Metode yang digunakan adalah pendekatan deskriptif kualitatif dengan teknik pengumpulan data berupa observasi kelas, wawancara dengan guru dan siswa, serta analisis dokumen hasil pekerjaan siswa. Peneliti juga terlibat langsung sebagai pengajar BIPA selama satu bulan untuk memperoleh data yang autentik melalui pengalaman empiris.
Hasil penelitian menunjukkan bahwa siswa mengalami kesulitan dalam struktur kalimat, kosakata terbatas, pelafalan fonem tertentu, dan rendahnya kepercayaan diri berbicara. Guru menghadapi kendala komunikasi, keterbatasan fasilitas, dan harus merancang bahan ajar secara mandiri. Meskipun demikian, siswa menunjukkan respons positif terhadap pembelajaran yang kontekstual dan menyenangkan.
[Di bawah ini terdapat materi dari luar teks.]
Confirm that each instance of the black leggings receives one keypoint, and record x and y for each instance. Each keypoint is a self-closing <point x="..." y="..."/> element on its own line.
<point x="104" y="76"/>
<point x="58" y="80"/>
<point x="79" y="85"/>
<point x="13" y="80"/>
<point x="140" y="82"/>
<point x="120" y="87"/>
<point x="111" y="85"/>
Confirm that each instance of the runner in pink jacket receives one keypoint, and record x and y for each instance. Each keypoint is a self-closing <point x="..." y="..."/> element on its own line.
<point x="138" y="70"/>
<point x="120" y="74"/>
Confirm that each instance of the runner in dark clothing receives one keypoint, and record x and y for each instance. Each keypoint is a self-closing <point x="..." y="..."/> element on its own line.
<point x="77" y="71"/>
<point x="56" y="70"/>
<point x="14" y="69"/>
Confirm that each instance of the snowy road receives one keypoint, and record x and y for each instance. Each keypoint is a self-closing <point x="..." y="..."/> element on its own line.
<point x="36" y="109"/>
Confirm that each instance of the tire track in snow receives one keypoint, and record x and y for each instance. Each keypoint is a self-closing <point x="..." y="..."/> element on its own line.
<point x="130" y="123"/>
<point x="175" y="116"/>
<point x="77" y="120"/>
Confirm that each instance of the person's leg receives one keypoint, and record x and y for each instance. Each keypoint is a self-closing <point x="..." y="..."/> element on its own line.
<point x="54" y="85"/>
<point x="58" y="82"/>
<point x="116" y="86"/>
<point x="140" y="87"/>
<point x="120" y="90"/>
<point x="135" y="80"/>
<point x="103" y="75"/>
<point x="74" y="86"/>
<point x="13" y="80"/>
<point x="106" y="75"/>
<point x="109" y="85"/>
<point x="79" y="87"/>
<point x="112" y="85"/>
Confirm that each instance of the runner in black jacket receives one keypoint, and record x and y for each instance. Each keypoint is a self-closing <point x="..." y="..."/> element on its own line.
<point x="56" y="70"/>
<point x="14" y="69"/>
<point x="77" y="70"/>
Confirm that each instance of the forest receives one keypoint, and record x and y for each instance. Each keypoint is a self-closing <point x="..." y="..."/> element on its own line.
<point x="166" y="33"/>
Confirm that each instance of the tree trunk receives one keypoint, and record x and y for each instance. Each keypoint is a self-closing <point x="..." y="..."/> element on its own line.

Strategi pembelajaran berbasis visual, kontekstual, dan partisipatif terbukti efektif dalam meningkatkan partisipasi dan pemahaman siswa. Penelitian ini merekomendasikan model pembelajaran adaptif berbasis pendekatan visual dan pengalaman nyata untuk diterapkan dalam konteks pembelajaran BIPA.